A team at the City University of New York used genome alignment tools to compare the most recent drafts of the human and chimpanzee genomes, meticulously searching for new genetic elements unique to humans. Starting with the smallest human chromosome, chromosome 21, the researchers were surprised to find , which harbors several orphan microRNA genes. The results are published in the American Journal of Biological Anthropology.

Although the team found that the long arm of human chromosome 21 aligns well with that of other extant ape species, the short arm aligns poorly, suggesting that this region of the human genome has recently and substantially separated from that of other extant apes. primates.

According to his analysis of prehistoric human genomes, . The genes also show little or no sequence-based variation within the modern human population. Therefore, the team theorized that the microRNA (miRNA) genes found in that region [miR3648 y miR6724] they probably evolved in the time since the chimpanzee and human lineages split, sometime in the last seven million years, and are specific to humans.

Using computational tools, the team found with a high degree of probability that the predicted genetic targets of the relevant miRNAs are related to embryonic development. Both miR3648 and miR6724 have been detected in tissues throughout the human body, including the brain, and the findings point to the intriguing idea that these microRNA genes contributed to the distinct evolution of our species and the uniqueness of humanity.

“Understanding the genetic basis of human uniqueness is an important task because, despite sharing almost 99% of our DNA sequences with the chimpanzee, we are remarkably different organisms.” said the student researcher participating in the study José Galván. “Small post-transcriptional regulatory elements such as miRNAs and siRNAs (small interfering RNAs) are underestimated and often misunderstood in the effort to understand our genetic differences.”

Thanks to their small size and structural simplicity, miRNA genes have fewer barriers to creation de novo than other types of genes.

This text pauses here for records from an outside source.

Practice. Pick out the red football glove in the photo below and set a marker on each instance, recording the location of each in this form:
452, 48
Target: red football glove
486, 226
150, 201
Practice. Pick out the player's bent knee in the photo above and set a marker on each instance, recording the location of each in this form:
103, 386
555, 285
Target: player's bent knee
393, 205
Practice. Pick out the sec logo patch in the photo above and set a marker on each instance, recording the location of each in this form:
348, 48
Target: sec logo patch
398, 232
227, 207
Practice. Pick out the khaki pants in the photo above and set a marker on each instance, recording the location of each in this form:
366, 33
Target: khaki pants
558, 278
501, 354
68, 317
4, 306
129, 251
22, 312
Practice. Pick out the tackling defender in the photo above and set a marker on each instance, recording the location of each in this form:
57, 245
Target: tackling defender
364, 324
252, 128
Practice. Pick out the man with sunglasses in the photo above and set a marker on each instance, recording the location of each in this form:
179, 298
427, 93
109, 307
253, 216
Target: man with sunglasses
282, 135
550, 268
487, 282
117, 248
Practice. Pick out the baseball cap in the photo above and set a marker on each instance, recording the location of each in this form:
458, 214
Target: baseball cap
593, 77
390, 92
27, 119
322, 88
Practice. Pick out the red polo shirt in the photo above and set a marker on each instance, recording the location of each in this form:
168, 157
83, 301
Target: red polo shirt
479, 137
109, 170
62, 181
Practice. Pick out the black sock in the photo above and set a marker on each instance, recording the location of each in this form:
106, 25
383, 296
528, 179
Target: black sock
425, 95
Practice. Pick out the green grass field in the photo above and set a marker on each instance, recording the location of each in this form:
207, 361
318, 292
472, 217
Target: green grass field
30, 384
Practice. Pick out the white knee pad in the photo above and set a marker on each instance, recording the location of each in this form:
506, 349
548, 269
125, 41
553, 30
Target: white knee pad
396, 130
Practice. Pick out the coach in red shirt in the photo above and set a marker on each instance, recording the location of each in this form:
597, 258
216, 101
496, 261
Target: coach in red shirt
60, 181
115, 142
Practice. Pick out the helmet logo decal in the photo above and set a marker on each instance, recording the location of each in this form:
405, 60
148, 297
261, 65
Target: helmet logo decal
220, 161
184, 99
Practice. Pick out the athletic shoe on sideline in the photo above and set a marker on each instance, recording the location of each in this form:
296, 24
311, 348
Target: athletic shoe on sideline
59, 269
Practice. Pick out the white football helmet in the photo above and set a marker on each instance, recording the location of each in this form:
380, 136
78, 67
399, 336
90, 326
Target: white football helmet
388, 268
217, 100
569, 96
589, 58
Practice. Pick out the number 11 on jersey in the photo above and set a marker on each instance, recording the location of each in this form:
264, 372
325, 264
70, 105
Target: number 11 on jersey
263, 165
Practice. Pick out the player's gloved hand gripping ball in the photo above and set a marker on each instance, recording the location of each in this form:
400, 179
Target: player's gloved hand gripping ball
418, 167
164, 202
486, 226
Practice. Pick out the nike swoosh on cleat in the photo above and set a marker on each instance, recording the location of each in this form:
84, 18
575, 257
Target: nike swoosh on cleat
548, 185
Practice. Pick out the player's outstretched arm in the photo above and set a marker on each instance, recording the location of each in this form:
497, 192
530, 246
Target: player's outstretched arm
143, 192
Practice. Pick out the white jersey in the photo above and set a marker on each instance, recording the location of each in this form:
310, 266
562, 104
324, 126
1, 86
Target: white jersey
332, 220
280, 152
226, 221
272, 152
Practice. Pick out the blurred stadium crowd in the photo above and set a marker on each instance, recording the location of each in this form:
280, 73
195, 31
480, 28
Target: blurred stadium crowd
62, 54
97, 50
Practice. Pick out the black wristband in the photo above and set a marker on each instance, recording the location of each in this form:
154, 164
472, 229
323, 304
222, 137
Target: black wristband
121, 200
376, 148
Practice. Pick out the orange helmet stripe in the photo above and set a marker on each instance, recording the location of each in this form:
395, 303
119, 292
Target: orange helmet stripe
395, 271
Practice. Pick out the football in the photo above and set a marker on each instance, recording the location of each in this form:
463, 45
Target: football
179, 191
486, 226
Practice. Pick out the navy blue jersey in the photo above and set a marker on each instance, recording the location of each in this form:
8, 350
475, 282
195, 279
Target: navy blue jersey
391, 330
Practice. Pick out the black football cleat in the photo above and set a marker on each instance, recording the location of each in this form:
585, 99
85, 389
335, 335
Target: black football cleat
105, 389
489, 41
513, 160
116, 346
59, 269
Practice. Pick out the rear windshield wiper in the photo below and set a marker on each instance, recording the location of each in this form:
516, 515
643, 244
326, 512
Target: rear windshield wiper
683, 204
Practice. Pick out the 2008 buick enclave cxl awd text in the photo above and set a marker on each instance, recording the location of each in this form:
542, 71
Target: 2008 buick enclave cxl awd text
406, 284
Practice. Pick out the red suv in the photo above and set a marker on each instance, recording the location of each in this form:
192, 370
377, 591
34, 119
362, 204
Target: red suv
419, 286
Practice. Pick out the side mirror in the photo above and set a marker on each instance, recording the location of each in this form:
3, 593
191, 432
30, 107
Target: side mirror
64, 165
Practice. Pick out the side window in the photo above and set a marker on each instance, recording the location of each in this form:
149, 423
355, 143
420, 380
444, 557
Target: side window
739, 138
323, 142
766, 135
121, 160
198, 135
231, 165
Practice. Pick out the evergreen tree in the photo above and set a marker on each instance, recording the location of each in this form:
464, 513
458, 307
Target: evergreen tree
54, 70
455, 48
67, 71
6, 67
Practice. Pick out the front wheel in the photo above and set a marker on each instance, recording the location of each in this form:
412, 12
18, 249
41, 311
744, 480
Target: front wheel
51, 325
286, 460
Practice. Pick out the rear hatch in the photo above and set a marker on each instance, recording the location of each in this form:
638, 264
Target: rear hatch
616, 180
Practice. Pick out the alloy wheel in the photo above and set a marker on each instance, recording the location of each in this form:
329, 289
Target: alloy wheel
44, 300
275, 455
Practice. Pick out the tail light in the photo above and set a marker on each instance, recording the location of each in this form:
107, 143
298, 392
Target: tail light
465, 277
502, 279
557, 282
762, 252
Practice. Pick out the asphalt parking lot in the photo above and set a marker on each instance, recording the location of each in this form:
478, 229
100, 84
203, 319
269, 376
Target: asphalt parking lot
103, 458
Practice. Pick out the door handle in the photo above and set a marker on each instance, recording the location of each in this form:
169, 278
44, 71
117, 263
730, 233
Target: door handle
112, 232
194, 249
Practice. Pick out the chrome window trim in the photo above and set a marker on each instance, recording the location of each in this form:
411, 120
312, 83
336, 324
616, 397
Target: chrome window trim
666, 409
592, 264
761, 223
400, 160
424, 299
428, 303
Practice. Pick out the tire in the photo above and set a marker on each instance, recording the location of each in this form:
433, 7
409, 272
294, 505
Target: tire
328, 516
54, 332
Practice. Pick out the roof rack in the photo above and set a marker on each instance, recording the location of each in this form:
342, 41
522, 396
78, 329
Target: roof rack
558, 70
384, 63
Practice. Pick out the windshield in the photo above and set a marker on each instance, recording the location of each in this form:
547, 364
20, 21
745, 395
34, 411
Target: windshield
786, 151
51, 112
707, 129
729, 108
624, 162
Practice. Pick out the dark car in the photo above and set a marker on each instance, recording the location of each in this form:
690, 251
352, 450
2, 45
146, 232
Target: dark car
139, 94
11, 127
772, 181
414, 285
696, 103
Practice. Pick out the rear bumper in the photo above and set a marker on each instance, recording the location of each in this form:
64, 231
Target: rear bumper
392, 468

MicroRNA genes can be extremely prolific in regulating other genes, meaning that modest changes in DNA sequence can have far-reaching effects on the human genome. The creation of miR3648 and miR6724 are excellent examples of this process.

This study revealed a new possible mechanism for the creation of new miRNA genes through rRNA gene duplication, requiring further investigation on how general this phenomenon may be.